Other properties which have started their en bloc sales process recently are The Albracca, Serangoon Ville and Tampines Court with the latter 2 being former HUDCs. The Villa D’Este is a private property with relatively few units on site, which could mean each owner getting $7.5 to $8 million from the sale. And its location would attract developers since it is rare to find a site so close to a Good Class Bungalow (GCB) area. This could translate to promising sales of projects eventually launched here as the area is popular with expatriates and also provides the exclusivity of ambience and address. Other private land plots which were sold this year included One Tree Hill Gardens, Goh & Goh Building, Rio Casa and Eunosville.

The Dalvey Road site holds the potential to yield 1 to 3 GCBs or 24 new apartment units sized approximately at 2,000 sq ft. There was a previous collective sale attempt in 2015 for $115 million.

Global Property News

Shifts in Japan’s real estate market as country opens up to foreign workforce

As Japan gradually realises the need for foreign additions to their workforce, the number of expatriates working in Japan has reached the 1 million mark.
But it is not an easy task for foreigners seeking temporary housing in Japan. And this is where foreign property companies come in. With a $4 million in investment monies from Japanese e-commerce firm Rakuten, a Singapore startup, MetroResidences, has launched in Tokyo. It links up property owners in Japan with tenants seeking medium- to long-stays. Currently, home-sharing sites such as Airbnb cap the number of days of rental at 180 per year based on rules in Japan.

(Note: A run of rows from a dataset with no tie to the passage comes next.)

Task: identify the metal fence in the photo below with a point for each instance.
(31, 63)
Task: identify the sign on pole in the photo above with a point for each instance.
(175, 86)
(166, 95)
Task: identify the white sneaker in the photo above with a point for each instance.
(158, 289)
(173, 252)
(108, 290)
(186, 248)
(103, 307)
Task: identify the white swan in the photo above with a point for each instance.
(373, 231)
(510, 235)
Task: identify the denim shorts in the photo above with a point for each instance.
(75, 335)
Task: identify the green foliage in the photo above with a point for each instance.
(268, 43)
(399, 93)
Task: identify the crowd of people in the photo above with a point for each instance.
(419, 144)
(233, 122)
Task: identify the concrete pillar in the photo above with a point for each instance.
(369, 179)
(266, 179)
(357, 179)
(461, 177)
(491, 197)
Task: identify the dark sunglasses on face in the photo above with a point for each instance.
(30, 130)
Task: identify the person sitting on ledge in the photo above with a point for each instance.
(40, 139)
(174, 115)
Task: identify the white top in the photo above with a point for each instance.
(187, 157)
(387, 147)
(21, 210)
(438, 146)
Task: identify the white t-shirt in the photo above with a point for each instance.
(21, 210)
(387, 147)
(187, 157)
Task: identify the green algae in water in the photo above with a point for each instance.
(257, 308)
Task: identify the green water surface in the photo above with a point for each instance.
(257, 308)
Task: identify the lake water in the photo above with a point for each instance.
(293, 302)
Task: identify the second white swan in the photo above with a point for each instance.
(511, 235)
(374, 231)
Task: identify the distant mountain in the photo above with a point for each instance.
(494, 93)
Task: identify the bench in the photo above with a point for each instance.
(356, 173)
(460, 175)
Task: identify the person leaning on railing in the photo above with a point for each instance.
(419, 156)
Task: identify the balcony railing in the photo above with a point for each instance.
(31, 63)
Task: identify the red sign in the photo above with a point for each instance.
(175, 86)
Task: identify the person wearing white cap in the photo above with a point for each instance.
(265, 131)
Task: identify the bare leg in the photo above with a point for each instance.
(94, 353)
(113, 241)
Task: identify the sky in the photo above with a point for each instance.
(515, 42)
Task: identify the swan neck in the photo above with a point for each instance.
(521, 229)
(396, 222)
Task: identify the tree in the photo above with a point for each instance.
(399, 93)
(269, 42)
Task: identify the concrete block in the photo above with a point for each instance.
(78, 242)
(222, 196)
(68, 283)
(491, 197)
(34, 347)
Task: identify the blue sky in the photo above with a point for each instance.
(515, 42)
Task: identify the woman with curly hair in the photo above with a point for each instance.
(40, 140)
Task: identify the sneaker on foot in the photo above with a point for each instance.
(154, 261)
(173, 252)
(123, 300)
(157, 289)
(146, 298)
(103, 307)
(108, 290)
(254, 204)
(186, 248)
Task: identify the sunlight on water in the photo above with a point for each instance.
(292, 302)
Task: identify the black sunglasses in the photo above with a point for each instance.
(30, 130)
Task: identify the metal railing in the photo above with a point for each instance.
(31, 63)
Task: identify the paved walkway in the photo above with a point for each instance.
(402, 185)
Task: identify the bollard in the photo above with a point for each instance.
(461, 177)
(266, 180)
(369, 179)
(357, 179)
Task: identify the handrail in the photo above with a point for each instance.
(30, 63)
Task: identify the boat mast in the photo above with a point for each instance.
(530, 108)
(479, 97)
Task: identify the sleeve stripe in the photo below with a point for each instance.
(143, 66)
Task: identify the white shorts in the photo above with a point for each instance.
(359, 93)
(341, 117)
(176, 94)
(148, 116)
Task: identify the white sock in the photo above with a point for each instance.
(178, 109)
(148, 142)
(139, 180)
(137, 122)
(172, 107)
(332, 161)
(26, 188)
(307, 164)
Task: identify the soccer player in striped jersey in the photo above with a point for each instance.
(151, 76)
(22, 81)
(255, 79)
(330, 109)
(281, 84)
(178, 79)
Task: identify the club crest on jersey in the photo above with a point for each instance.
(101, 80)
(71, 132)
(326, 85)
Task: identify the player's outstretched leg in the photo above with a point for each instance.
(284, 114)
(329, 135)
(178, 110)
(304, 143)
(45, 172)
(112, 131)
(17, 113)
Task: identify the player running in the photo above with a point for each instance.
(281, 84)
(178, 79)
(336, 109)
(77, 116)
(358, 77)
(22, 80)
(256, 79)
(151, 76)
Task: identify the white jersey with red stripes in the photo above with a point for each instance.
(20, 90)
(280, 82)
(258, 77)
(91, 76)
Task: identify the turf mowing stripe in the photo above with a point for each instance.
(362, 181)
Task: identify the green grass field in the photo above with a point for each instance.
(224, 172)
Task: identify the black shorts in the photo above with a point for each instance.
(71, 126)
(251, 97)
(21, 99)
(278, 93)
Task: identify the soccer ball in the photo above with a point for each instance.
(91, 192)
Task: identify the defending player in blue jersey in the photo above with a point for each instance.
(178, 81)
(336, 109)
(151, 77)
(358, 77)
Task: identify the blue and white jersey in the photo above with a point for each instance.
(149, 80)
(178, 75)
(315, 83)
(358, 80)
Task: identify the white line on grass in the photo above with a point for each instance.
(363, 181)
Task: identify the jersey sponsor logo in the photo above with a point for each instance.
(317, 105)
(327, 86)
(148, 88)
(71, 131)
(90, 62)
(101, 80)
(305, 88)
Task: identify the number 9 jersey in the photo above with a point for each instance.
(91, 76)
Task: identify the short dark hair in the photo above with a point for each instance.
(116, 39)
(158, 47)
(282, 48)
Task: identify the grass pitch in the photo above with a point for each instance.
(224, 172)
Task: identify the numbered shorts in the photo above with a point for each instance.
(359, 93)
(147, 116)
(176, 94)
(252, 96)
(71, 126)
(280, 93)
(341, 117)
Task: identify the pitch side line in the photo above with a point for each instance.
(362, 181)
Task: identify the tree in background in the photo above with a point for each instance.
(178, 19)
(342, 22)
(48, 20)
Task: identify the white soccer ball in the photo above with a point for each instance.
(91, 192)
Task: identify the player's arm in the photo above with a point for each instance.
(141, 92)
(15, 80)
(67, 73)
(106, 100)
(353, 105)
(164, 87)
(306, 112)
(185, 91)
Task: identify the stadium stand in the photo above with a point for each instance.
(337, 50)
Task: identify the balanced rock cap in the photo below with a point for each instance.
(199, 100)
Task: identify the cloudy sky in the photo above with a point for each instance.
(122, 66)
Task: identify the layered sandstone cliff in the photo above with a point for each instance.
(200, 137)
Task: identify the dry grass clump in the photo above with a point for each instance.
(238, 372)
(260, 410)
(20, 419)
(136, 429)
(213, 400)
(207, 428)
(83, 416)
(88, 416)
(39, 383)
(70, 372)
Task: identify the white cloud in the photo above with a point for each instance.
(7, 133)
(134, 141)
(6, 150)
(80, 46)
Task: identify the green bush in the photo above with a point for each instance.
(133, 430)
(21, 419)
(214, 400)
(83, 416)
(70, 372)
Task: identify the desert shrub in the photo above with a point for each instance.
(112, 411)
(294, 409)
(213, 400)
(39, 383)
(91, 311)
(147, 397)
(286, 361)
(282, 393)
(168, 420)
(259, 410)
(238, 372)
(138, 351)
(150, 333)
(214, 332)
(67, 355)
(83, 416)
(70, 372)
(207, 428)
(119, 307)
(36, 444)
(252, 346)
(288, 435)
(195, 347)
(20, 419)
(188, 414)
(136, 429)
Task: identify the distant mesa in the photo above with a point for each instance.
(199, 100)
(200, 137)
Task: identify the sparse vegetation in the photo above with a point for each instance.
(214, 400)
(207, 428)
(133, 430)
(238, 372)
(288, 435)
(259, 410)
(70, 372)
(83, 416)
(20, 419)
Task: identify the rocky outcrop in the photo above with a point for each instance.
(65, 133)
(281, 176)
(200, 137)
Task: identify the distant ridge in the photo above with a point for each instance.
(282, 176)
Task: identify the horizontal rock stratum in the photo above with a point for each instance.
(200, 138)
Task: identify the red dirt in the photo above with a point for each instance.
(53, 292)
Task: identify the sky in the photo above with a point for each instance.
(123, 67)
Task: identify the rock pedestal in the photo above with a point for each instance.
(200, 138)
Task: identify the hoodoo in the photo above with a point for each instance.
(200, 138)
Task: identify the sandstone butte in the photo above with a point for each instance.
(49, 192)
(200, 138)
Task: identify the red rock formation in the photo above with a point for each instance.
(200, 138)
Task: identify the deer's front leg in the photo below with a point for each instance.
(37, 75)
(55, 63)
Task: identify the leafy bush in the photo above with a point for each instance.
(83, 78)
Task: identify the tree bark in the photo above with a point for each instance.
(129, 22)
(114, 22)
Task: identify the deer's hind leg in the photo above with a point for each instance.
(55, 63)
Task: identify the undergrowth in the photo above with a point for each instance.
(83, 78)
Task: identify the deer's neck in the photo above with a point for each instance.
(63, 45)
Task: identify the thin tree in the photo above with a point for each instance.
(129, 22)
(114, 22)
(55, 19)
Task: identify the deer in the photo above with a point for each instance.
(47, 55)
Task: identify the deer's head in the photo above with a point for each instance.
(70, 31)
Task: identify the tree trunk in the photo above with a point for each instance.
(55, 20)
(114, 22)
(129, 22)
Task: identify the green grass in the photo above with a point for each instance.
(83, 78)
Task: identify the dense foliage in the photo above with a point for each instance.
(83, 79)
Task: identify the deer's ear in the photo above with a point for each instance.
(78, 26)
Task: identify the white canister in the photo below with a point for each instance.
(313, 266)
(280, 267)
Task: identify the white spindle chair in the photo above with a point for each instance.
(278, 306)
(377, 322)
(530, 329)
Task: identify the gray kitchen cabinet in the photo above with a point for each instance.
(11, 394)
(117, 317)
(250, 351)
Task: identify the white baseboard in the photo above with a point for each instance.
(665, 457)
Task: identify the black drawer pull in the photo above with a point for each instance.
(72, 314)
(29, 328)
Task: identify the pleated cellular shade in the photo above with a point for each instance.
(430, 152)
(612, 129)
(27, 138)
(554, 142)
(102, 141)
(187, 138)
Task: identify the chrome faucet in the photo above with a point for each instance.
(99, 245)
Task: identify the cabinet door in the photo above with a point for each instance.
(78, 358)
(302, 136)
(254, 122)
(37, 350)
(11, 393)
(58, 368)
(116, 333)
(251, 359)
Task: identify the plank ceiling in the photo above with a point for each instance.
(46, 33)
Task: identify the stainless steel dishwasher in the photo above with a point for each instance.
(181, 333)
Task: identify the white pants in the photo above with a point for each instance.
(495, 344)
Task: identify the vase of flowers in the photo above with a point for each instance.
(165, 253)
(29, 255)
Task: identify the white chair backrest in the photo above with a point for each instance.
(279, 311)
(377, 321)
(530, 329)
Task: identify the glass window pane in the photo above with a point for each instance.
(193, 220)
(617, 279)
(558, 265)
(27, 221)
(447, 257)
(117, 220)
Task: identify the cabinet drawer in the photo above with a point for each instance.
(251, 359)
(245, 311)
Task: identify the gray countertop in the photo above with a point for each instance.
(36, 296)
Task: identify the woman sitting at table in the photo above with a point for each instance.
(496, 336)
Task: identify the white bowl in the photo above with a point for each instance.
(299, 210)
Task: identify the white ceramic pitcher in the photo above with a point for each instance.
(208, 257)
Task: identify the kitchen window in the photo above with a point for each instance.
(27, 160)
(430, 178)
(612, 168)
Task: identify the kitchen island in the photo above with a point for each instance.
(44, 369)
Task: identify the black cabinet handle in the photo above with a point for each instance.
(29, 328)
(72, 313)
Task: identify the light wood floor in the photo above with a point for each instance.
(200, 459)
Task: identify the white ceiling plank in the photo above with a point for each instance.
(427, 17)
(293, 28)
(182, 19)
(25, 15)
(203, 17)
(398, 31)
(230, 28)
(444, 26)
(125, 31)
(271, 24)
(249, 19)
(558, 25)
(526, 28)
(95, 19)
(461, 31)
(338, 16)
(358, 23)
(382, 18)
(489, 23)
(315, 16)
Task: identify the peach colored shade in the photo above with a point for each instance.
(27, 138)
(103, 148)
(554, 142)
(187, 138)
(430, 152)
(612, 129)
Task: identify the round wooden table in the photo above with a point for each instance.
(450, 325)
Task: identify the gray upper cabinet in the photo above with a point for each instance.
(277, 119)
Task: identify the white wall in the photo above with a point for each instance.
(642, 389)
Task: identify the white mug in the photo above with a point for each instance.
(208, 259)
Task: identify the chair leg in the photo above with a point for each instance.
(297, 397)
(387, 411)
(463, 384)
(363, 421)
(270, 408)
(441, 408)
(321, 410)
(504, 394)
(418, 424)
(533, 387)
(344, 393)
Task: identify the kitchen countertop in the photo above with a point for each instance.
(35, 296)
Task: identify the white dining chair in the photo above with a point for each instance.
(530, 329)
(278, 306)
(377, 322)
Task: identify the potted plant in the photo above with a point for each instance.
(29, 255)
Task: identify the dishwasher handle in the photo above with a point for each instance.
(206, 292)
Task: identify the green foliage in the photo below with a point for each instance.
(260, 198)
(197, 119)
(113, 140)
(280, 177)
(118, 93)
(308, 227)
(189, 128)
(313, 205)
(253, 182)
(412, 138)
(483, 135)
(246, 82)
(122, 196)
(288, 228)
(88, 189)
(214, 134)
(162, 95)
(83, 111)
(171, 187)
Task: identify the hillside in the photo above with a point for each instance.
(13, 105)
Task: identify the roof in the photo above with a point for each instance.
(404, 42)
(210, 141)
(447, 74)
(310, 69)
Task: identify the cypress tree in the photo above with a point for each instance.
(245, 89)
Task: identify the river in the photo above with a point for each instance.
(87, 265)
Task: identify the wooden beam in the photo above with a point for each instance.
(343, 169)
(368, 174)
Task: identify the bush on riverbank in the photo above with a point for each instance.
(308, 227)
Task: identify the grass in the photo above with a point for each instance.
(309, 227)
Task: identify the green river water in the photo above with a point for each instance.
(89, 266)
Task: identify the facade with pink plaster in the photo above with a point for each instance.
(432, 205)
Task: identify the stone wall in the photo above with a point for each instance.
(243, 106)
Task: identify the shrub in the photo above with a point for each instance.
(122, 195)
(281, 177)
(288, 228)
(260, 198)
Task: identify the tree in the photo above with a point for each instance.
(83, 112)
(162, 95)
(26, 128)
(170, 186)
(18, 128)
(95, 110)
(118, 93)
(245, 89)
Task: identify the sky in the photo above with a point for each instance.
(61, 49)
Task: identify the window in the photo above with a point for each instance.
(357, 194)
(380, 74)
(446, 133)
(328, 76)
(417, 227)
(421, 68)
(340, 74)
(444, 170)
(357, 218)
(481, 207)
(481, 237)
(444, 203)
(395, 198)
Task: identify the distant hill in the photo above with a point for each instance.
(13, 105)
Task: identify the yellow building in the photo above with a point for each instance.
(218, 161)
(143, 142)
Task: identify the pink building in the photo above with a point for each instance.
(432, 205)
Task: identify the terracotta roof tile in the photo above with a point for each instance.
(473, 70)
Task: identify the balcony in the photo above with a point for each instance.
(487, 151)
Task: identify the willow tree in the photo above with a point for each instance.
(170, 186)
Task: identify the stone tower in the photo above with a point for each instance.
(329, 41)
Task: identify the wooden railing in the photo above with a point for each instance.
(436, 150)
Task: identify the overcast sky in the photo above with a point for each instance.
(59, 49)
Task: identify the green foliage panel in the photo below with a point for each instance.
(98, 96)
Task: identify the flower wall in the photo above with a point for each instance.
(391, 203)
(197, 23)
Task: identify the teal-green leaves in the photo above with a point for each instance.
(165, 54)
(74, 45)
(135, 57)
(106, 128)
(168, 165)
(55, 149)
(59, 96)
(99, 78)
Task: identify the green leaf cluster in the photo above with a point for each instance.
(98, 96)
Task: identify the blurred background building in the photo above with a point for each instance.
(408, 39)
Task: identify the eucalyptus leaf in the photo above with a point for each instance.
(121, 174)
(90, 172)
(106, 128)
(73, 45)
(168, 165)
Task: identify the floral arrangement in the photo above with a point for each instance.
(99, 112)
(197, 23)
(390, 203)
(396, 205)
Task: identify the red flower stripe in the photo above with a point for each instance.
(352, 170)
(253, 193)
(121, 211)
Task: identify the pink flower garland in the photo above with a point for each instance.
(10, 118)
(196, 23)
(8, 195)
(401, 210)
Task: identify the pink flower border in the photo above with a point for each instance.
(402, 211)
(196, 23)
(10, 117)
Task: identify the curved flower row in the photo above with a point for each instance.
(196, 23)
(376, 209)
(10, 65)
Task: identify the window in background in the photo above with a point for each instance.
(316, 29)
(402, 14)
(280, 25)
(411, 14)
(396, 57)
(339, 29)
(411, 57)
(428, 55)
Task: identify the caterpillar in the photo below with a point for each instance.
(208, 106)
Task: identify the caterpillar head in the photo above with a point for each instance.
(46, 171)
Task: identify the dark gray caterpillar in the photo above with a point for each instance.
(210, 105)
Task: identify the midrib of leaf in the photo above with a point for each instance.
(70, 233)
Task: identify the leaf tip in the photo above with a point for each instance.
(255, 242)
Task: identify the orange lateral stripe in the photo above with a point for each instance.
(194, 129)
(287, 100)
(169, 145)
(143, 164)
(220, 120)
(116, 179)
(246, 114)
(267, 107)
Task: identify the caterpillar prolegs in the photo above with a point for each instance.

MetroResidences started in Singapore in 2014 and currently has listings in Minato and Shibuya wards, areas popular with expatriates. The company prides themselves in offering quality properties with good value for money. In Singapore, they have over 400 listings and an average occupancy rate of 85%. In Japan, where most of the foreign-housing are facilitated by serviced apartment agencies such as Fraser and Ascott, MetroResidences aims to provide a one-stop platform for furnished apartments suitable for junior to mid-level executives. With the Tokyo 2020 Olympics in sight and Tokyo Governor Yuriko Koike’s vision for Tokyo to be a financial centre, property rental market’s potential seems promising.

How would this increase in demand for rental properties affect property investment in Japan. Are there now more possibilities for investors and will this increase the ease of buying properties in Japan?